Mais s'en tenir là suffit-il ? Doit-on analyser l'"affaire" dans la seule perspective de la pensée et des errements de l'intéressé ? Doit-on laisser le dernier mot aux méthodes d'argumentation de Renaud Camus, à tout cet effort déployé sur des centaines et des centaines de pages - car, vous l'aurez compris, il y a encore, derrière cette mince affaire qui ne regarde que quelques pages de l'auteur, toute l'oeuvre à lire, à ingérer, avec ses étages et ses compartiments, ses tiroirs et ses références, ses parties et son tout ?...
Aujourd'hui, il faut assurément élargir cette perspective individuelle et ne pas s'en tenir à cette idiosyncrasie qui a nom Renaud Camus. Plus précisément, il faut la concevoir comme le symptôme d'une maladie ancienne, jamais vraiment soignée, qui affecte la société française tout entière. Une maladie connue et répertoriée qui a son histoire, ses «classiques», ses théoriciens et ses illuminés, ses activistes meurtriers et ses esthètes irresponsables, une maladie très commune : l'antisémitisme.

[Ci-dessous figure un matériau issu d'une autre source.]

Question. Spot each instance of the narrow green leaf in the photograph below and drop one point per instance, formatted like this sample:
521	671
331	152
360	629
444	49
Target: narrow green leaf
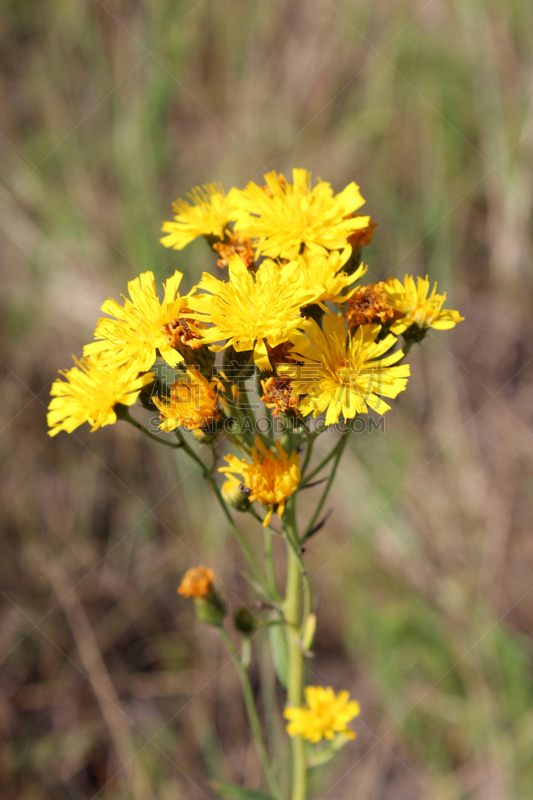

Nommer ce mal qui, au milieu du XXe siècle, décima des générations entières d'hommes et de femmes, c'est se placer face à notre histoire, non seulement passée mais, hélas, bien présente, et même réactivée par le conflit du Proche-Orient ou la montée des diverses formes du populisme. Lus à cette noire lumière et rapportés au corpus inépuisable de l'ignominie, les écrits de Renaud Camus peuvent sembler anodins. Et sous plusieurs aspects, ils le sont. Rien de comparable, par exemple, avec le délire incantatoire de Céline, dont le nom fonctionne comme un repoussoir absolu. Ils ne sont, après tout, ces écrits, que l'expression infiniment tortueuse d'un esprit que sa conception de la littérature voue au solipsisme, à l'autoréférence perpétuelle et à l'entretien infini avec un seul, un unique interlocuteur : lui-même. Bien évidemment, rien d'explicite ou de volontaire n'apparente Renaud Camus aux théories raciales ou aux courants politiques qui les ont incarnées. Il y a juste, dans ses pages comme dans la revendication esthétique et morale qui les porte, une légère entorse, un hiatus presque invisible, une demande sans cesse renouvelée, au nom de l'art et de l'éthique, d'une levée discrète de l'interdit qui frappe, oui, banalement, presque vulgairement, le racisme et l'antisémitisme. Cette petite porte ouverte, cette faille acceptée, on laisse entrer des phrases, des mots, des pensées, y compris sous forme interrogative. Et l'on se met à discuter interminablement, avec ce ton poli qui sied aux personnes de qualité, sans prendre conscience que l'on est à deux pas seulement de la bête immonde.